UNITED STATES DISTRICT COURT FOR THE DISTRICT OF COLUMBIA
April 30, 2010
FRAZIER CAUDLE, ET AL., PLAINTIFFS,
THE DISTRICT OF COLUMBIA, DEFENDANT.
The opinion of the court was delivered by: Alan Kay United States Magistrate Judge
Pending before this Court is the District of Columbia's Motion to Stay Ruling on the Sanctions and Cost Arguments Set Forth in Plaintiffs' Renewed Motion to Enforce the Court's Order Requiring Production of Discovery Responsive to the Court's Ruling on Plaintiffs' Motion to Compel and Motion for Sanctions ("Motion") ; Plaintiffs' opposition to the Motion ("Opposition")  and Defendant's reply thereto ("Reply"). Defendant District of Columbia (the "District") requests that this Court stay its ruling on Plaintiffs' motion to compel and for sanctions , where Plaintiffs request for sanctions is based on Defendant's dilatory conduct throughout the course of discovery in this case.
Defendant contends that this Court has the "inherent power to stay proceedings [with]in [the] control of its docket." (Motion at 4); see Landis v. North America Co., 299 U.S. 248, 254 (1936) ("[T]he power to stay proceedings is incidental to the power inherent in every court to control the disposition of the causes on its docket with economy of time and effort for itself, for counsel, and for litigants"); see also Dellinger v. Mitchell, 442 F.2d 782, 786 n.7 (D.C. Cir. 1971) (quoting Landis). In determining whether to grant a stay, a court must "balance the competing interest of the parties." Ellsberg v. Mitchell, 353 F. Supp. 515, 517 (D.D.C. 1973) (citing Landis, 299 U.S. at 254-55; Dellinger, 442 F.2d at 786, 787). The initial burden rests with the party applying for a stay to "demonstrate a need, however slight, which justifies a delay in the proceedings." Ellsberg, 353 F. Supp. at 517.
The alleged "need" propounded by the District is the fact that it has been "duly overburdened" in this litigation by "expend[ing] and overstretch[ing] its resources to comply with [ ] discovery demands that have no bearing on this litigation." (Motion at 5.)*fn1 The District further alleges that "fiscally," it requires a delay in any ruling on sanctions and/or costs. (Id.)Finally, the District argues that because dispositive motions are pending before the trial court, this Court should defer its ruling on any motion for sanctions or costs until those motions are resolved. Plaintiffs' response to this argument is that the District "wrongly assumes that the outcome of dispositive motions could somehow absolve Defendant of responsibility for its violations of Court Orders. . . . " (Opposition at 1. ) Plaintiffs argue that "[n]o summary judgment decision would validate Defendant's prior violations of this Court's Orders or relieve Defendant of its duty to comply with court orders and fulfill its obligations under the Federal Rules." (Opposition at 2.) See United States v. Philip Morris USA, Inc., 287 F.Supp.2d 5, 14 (D.D.C. 2003) ("If the rule of law is to be upheld, it is essential that the judiciary takes firm action to vindicate its authority to compel compliance with lawfully issued directives, and to not reward delay and disobedience. ")

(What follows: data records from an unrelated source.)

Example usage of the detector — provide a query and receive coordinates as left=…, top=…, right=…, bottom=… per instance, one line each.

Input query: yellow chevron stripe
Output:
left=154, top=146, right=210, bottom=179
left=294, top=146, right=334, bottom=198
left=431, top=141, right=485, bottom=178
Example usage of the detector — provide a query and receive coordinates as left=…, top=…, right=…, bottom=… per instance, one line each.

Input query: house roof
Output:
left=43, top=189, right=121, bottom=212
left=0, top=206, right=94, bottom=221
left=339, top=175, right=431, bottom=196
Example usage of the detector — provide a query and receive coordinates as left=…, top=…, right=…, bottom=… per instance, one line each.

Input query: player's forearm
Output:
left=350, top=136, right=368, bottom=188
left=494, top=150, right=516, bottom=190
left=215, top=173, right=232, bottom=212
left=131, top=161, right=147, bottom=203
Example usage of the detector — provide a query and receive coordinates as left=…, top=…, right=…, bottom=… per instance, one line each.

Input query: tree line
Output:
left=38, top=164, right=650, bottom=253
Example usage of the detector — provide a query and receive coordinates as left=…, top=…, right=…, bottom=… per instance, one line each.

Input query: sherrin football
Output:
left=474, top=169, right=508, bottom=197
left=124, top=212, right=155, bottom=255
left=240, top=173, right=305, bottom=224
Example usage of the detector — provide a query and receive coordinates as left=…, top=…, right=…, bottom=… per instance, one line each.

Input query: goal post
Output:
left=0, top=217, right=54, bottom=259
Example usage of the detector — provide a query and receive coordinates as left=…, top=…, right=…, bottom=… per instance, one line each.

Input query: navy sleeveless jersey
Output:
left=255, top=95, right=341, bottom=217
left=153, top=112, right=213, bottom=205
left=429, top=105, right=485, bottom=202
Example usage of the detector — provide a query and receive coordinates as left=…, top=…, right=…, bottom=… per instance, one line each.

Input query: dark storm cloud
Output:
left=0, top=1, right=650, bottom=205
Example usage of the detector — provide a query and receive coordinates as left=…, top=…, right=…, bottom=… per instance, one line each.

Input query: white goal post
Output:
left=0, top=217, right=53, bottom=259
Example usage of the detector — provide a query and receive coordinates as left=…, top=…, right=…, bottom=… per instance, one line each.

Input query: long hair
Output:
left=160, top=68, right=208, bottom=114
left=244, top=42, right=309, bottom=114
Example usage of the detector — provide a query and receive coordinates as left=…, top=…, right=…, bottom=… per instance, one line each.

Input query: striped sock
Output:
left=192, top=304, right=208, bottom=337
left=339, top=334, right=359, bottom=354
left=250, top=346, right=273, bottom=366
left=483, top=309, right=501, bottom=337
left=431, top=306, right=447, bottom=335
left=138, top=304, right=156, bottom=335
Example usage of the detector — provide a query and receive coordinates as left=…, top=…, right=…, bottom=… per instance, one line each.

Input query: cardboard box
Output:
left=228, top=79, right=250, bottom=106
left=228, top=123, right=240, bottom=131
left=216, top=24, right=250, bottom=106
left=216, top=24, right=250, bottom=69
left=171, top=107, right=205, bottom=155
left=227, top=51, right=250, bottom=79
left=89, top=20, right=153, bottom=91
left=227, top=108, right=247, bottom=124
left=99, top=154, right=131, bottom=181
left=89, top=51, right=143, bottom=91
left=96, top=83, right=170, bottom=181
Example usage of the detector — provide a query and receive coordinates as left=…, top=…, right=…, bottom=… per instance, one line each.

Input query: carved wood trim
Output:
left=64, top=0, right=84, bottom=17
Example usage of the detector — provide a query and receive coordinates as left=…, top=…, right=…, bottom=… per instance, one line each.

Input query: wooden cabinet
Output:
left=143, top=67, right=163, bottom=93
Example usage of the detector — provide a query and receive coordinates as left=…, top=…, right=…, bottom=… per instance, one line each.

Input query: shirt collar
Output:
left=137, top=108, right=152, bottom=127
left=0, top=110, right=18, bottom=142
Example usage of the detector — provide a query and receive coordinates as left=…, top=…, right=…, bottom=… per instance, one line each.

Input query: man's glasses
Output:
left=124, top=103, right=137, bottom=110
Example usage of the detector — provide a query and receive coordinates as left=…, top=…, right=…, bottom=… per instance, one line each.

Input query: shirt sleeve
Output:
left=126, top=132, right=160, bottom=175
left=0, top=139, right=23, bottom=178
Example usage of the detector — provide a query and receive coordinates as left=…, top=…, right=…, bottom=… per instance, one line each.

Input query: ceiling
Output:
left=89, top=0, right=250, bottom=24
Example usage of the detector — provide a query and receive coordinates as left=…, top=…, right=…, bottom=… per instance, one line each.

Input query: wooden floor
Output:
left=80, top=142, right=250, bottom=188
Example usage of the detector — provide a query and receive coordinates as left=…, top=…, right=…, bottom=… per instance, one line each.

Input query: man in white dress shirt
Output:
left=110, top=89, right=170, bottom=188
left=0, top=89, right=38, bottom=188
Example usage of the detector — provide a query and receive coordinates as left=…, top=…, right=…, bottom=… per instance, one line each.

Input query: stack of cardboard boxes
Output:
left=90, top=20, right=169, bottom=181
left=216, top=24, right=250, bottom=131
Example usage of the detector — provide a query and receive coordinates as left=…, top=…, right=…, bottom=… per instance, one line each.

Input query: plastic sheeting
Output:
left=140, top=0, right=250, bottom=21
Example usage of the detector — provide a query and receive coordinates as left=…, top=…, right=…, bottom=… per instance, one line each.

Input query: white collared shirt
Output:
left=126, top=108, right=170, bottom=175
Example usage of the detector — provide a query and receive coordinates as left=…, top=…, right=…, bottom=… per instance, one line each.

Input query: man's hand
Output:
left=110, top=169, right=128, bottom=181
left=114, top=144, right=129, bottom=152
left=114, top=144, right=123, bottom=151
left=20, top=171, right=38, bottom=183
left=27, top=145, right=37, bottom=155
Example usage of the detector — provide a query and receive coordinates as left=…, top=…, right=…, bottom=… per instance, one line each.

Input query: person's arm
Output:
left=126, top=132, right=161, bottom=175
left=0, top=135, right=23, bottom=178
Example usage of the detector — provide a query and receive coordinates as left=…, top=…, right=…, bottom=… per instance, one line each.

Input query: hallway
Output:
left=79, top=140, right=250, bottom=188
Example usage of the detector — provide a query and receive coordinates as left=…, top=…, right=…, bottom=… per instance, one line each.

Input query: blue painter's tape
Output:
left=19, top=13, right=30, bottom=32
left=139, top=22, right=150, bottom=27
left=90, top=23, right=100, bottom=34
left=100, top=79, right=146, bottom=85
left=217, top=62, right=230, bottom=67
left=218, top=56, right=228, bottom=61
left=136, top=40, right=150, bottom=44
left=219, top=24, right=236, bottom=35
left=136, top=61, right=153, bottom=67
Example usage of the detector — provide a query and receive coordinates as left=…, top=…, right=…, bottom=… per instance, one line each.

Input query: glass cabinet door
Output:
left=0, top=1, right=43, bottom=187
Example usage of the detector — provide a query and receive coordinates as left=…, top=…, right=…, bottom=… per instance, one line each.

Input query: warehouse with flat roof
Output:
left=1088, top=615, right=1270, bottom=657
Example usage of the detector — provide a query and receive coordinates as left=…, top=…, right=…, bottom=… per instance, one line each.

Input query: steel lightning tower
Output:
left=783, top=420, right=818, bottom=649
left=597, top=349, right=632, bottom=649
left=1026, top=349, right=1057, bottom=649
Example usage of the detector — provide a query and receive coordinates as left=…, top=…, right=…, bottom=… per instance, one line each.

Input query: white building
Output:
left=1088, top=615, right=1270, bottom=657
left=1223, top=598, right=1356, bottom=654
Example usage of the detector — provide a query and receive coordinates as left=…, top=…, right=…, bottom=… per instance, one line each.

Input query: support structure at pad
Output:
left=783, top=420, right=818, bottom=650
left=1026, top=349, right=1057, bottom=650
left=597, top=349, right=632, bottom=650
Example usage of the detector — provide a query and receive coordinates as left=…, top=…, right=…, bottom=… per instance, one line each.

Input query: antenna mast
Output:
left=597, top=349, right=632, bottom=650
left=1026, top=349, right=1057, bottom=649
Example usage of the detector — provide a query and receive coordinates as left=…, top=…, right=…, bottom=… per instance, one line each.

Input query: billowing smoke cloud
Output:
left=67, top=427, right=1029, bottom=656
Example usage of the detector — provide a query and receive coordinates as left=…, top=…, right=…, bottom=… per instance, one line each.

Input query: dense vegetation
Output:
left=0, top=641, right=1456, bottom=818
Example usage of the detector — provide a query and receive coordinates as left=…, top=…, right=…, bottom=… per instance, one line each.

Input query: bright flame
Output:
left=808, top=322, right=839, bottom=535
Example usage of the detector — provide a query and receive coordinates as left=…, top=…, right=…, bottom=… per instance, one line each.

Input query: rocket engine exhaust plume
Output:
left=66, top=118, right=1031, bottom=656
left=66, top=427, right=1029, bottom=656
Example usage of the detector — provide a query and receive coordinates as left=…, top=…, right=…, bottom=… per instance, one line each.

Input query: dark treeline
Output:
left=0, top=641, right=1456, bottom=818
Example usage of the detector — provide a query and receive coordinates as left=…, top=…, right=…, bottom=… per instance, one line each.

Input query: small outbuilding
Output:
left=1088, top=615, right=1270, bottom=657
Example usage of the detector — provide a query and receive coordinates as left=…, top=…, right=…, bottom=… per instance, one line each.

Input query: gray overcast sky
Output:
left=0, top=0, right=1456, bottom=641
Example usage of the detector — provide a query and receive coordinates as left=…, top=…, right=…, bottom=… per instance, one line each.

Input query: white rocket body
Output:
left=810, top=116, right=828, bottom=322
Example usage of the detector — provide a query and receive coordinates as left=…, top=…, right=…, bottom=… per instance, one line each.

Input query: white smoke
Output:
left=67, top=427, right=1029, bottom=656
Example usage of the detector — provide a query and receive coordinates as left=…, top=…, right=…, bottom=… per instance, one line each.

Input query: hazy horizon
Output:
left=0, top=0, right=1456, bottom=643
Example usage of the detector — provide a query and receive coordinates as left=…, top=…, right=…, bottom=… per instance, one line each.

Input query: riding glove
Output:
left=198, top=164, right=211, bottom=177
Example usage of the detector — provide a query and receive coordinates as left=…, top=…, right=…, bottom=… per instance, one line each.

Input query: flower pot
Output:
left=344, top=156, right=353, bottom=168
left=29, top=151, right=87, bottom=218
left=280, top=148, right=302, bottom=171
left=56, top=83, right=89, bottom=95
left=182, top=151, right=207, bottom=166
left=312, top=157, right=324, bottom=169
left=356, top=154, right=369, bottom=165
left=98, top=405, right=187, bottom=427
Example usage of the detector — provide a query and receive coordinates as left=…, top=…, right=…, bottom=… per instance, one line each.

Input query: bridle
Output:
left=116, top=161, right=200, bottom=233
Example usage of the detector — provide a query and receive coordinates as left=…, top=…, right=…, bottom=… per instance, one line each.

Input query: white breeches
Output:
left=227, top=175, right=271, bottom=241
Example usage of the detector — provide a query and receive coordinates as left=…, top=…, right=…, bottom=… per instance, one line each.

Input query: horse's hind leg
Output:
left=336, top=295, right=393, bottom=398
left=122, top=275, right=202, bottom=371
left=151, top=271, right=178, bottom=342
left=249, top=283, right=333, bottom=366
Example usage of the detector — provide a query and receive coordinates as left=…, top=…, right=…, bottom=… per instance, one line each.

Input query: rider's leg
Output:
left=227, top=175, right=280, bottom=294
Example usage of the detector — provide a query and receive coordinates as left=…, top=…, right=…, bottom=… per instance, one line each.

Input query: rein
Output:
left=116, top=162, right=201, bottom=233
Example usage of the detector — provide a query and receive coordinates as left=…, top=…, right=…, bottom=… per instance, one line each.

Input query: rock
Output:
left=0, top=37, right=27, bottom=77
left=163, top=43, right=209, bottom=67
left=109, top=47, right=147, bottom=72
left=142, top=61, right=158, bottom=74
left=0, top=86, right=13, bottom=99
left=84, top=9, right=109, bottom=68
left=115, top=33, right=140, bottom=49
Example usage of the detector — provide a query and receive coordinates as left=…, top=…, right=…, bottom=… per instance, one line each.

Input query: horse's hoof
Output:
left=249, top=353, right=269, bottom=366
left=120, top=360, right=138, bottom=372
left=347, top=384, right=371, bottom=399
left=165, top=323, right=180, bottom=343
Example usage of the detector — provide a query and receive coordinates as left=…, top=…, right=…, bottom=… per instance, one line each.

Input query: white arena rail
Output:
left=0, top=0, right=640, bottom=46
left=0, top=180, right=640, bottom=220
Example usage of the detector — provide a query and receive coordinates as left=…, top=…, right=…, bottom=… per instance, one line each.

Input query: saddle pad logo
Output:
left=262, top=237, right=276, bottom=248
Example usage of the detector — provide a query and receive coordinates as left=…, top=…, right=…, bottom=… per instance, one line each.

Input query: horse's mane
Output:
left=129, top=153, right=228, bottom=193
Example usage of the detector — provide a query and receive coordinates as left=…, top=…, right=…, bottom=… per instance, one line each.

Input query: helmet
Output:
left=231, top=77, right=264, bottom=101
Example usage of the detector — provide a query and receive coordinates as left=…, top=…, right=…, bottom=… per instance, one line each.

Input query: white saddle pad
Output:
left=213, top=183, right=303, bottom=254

Defendant's Reply to the Plaintiffs' Opposition attempts to argue the merits of the motion requesting sanctions and it is accordingly non-responsive to the Plaintiffs' assertion that the outcome of the dispositive motion has no bearing on when and whether the District should be sanctioned for discovery misconduct. Defendant District of Columbia fails to demonstrate any valid reason for this Court to delay determination of Plaintiffs' request for sanctions and accordingly, it is this 30th day of April, 2010,
ORDERED that the District of Columbia's Motion to Stay Ruling on the Sanctions and Cost Arguments Set Forth in Plaintiffs' Renewed Motion to Enforce the Court's Order  is DENIED.